Thousands of doctors have pleaded with Boris Johnson to “protect the lives of the life-savers” fighting the coronavirus pandemic by resolving the “unacceptable” shortage of personal protective equipment.
In an open letter [co-ordinated by the Doctors’ Association UK, published in The Sunday Times, medics and other NHS staff urged the prime minister to take “immediate” action to ensure they all have protective masks, glasses, gloves, aprons and suits.
Many are “putting their lives on the line every day” by treating infected patients without the equipment needed to shield them from the virus.
As a result, staff feel like “cannon fodder”, Johnson was told. Some intensive care doctors are battling to save the most critically ill Covid-19 patients while wearing masks that expired five years ago.
NHS staff not working in intensive care units are also being put at increased risk of infection because people are stealing hand gel from the end of patients’ beds, which is not always replaced.
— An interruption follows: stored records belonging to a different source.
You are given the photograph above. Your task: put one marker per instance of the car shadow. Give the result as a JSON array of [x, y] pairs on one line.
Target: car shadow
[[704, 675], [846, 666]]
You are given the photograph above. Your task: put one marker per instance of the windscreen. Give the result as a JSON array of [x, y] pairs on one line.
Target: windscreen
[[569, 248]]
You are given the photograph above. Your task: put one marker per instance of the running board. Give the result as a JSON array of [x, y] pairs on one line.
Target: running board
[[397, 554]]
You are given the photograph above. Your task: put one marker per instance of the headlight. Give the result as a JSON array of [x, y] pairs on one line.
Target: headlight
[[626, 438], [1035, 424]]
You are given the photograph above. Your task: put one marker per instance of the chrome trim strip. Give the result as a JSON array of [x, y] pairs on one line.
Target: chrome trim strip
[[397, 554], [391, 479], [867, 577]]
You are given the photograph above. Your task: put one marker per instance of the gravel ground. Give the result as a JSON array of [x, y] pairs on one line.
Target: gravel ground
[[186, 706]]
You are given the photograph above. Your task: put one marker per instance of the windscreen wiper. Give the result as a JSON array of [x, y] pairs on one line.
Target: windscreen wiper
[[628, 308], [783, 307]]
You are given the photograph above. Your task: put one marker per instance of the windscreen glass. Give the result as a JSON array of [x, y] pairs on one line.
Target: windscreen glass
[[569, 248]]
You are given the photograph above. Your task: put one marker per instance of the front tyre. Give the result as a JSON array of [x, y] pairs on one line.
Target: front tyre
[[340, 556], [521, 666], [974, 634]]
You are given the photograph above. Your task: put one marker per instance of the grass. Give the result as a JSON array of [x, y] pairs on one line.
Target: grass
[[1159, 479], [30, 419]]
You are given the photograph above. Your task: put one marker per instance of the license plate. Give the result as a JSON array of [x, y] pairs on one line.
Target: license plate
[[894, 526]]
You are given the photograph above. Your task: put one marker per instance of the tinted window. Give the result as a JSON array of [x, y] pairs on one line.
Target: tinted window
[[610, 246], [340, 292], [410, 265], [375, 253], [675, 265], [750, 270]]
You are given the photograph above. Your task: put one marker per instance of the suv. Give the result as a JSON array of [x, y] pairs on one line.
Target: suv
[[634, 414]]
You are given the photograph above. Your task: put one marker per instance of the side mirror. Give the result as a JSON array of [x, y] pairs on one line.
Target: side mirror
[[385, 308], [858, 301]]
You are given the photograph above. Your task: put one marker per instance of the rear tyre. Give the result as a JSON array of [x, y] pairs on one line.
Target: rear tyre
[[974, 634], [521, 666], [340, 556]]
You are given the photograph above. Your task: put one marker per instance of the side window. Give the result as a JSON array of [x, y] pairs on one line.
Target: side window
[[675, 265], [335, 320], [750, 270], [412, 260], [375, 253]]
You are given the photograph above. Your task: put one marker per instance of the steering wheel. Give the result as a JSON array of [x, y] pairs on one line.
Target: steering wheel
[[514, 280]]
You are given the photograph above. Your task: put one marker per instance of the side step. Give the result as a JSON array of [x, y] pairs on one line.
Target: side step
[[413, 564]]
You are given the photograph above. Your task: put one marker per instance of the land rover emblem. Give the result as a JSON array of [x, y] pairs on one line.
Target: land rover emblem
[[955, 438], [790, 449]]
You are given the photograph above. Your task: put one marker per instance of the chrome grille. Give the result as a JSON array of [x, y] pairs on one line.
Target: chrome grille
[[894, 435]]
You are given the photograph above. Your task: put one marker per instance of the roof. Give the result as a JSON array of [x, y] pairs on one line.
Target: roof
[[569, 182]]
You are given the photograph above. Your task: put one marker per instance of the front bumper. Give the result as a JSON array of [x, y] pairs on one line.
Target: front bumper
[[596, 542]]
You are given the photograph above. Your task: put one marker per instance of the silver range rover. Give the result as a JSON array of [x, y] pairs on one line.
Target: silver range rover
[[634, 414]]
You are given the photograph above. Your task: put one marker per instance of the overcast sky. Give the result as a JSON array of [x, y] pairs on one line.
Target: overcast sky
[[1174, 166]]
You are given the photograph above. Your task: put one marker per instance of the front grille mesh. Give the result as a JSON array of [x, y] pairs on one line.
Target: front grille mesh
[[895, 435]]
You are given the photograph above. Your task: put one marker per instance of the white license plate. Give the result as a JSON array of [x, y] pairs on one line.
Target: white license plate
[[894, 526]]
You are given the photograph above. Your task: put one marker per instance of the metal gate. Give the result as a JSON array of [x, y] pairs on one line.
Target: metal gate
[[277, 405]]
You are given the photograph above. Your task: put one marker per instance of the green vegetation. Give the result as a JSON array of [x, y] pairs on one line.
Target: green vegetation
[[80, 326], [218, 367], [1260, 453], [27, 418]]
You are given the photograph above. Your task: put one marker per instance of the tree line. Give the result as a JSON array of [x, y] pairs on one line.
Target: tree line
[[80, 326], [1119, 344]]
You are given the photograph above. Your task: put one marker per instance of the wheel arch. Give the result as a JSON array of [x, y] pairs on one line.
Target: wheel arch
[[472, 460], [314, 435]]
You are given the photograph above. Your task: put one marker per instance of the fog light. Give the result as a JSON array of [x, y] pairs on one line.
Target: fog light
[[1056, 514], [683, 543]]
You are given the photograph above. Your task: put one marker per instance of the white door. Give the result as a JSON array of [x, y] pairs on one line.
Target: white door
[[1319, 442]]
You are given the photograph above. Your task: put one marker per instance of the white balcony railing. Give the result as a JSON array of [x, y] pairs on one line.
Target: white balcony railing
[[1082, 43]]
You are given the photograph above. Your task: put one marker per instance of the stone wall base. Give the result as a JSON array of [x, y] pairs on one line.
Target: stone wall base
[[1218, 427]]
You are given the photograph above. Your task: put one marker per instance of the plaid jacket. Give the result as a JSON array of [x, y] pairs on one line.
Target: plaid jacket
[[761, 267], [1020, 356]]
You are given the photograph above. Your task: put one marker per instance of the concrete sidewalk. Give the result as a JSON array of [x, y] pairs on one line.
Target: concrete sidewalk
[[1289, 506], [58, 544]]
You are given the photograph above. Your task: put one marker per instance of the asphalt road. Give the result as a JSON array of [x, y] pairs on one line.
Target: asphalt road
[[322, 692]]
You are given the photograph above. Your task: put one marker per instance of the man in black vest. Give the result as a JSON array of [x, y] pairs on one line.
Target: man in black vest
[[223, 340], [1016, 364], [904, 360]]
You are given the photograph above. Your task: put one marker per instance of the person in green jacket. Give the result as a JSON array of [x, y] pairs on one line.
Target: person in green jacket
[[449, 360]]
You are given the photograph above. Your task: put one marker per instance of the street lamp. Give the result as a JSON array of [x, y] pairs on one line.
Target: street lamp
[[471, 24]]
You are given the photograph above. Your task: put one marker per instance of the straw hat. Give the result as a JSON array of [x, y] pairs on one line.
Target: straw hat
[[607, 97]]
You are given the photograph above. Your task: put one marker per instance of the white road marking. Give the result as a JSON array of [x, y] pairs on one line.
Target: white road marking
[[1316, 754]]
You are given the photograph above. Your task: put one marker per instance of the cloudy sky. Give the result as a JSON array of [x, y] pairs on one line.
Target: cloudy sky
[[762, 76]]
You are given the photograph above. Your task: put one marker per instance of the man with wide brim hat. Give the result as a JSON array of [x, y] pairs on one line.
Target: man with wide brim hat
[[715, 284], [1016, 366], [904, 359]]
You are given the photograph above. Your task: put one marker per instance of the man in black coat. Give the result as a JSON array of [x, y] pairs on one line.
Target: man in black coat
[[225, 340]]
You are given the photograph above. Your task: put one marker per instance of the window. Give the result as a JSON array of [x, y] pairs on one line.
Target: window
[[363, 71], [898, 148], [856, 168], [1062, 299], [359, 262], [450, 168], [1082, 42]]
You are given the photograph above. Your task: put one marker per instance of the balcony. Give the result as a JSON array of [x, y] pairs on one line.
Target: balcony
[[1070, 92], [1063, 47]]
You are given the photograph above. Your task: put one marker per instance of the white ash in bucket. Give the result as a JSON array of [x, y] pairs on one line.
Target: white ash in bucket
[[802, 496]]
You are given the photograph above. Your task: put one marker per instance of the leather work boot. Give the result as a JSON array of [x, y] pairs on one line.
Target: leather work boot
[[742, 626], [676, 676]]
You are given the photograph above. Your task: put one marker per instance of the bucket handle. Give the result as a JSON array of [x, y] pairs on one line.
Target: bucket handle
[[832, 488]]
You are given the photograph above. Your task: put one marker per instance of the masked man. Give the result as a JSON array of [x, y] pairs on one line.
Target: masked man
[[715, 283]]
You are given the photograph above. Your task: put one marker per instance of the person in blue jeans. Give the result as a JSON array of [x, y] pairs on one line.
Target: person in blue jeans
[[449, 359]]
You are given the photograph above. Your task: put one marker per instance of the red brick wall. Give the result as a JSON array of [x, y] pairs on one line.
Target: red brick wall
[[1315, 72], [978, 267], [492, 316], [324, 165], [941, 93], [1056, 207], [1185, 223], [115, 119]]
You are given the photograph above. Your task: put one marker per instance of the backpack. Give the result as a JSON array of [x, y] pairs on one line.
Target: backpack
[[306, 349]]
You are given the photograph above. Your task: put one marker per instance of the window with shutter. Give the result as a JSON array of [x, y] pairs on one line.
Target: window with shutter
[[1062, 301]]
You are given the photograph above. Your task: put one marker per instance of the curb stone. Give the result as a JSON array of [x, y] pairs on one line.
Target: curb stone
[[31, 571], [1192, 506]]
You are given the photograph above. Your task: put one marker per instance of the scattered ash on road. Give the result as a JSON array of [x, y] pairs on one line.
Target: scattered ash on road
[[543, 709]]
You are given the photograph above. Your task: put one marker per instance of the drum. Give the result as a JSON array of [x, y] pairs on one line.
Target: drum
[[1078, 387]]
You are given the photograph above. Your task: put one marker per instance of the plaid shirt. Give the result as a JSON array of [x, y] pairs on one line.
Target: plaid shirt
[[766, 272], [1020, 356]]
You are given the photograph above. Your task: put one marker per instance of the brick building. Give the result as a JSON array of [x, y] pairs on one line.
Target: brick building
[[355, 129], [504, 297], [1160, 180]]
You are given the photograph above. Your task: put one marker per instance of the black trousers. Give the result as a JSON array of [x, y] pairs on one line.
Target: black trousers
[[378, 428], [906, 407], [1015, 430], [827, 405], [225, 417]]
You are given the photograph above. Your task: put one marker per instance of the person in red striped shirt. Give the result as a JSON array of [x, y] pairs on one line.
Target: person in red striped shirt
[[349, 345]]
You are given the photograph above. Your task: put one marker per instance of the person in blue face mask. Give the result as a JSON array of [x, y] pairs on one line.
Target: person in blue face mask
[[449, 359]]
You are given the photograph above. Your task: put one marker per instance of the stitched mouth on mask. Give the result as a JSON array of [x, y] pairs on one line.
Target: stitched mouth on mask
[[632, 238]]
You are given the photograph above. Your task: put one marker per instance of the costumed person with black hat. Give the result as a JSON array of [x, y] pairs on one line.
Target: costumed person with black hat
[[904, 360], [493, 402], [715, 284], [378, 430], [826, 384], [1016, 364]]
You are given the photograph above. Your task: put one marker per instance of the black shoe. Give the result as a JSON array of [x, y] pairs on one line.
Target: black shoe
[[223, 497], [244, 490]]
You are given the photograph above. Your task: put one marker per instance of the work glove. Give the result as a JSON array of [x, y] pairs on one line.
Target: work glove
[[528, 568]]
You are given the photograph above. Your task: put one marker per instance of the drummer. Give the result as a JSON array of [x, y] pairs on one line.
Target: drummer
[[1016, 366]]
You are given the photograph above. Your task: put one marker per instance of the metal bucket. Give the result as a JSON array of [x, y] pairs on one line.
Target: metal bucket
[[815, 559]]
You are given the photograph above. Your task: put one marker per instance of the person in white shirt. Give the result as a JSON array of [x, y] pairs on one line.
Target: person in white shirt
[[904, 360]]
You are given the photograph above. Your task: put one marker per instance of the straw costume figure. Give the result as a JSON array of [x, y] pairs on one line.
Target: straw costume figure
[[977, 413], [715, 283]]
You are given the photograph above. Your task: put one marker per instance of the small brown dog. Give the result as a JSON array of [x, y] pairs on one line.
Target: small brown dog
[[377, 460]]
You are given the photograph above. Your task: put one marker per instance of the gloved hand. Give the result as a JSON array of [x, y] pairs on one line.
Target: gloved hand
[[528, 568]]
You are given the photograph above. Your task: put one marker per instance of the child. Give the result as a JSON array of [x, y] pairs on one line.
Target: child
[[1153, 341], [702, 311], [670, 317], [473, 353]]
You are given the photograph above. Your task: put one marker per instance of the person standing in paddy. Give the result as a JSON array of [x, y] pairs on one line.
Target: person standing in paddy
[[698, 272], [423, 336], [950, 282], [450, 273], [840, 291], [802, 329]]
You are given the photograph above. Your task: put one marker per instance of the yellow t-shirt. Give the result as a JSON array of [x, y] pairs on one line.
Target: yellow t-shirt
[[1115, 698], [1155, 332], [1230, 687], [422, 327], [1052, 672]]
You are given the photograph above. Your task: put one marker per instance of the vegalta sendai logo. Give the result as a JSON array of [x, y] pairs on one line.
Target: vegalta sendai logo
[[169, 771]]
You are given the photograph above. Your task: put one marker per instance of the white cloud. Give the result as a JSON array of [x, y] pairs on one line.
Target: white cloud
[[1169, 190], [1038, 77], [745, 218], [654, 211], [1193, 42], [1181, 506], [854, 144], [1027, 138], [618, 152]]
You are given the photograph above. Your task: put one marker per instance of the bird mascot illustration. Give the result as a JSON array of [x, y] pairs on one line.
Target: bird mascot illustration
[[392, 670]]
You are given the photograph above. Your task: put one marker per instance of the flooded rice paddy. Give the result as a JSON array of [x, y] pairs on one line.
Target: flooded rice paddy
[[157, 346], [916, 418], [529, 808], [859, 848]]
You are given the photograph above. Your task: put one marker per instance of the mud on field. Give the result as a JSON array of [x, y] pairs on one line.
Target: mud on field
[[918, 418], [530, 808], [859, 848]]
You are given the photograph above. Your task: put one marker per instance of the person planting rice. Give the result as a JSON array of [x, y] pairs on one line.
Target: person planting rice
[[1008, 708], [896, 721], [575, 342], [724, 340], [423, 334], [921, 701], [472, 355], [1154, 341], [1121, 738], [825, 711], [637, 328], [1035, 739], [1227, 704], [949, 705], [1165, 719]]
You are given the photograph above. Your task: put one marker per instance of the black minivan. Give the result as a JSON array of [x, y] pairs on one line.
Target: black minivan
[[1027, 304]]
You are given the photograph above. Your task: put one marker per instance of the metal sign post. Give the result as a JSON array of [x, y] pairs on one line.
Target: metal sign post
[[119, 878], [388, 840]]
GPs, who are seeing an influx of people with virus symptoms entering their surgeries despite national guidelines to stay away, say they feel “abandoned”. Ambulance workers have also reported turning up for shifts to find no hand sanitiser, face masks or wipes.
Without immediate action, the doctors warned, “the public will be endangered and dedicated NHS staff could lose their lives”.
This weekend, more than 4,000 doctors from across the UK had signed the letter.
Among the signatories were Dr Rob Hendry, medical director of the Medical Protection Society, Dr Margaret Stark, president of the Faculty of Forensic & Legal Medicine, and Dr Fiona Godlee, editor-in-chief of The British Medical Journal.
The letter, co-ordinated by the Doctors’ Association UK, a group that supports frontline NHS medics, said: “Frontline doctors have been telling us for weeks that they do not feel safe at work.”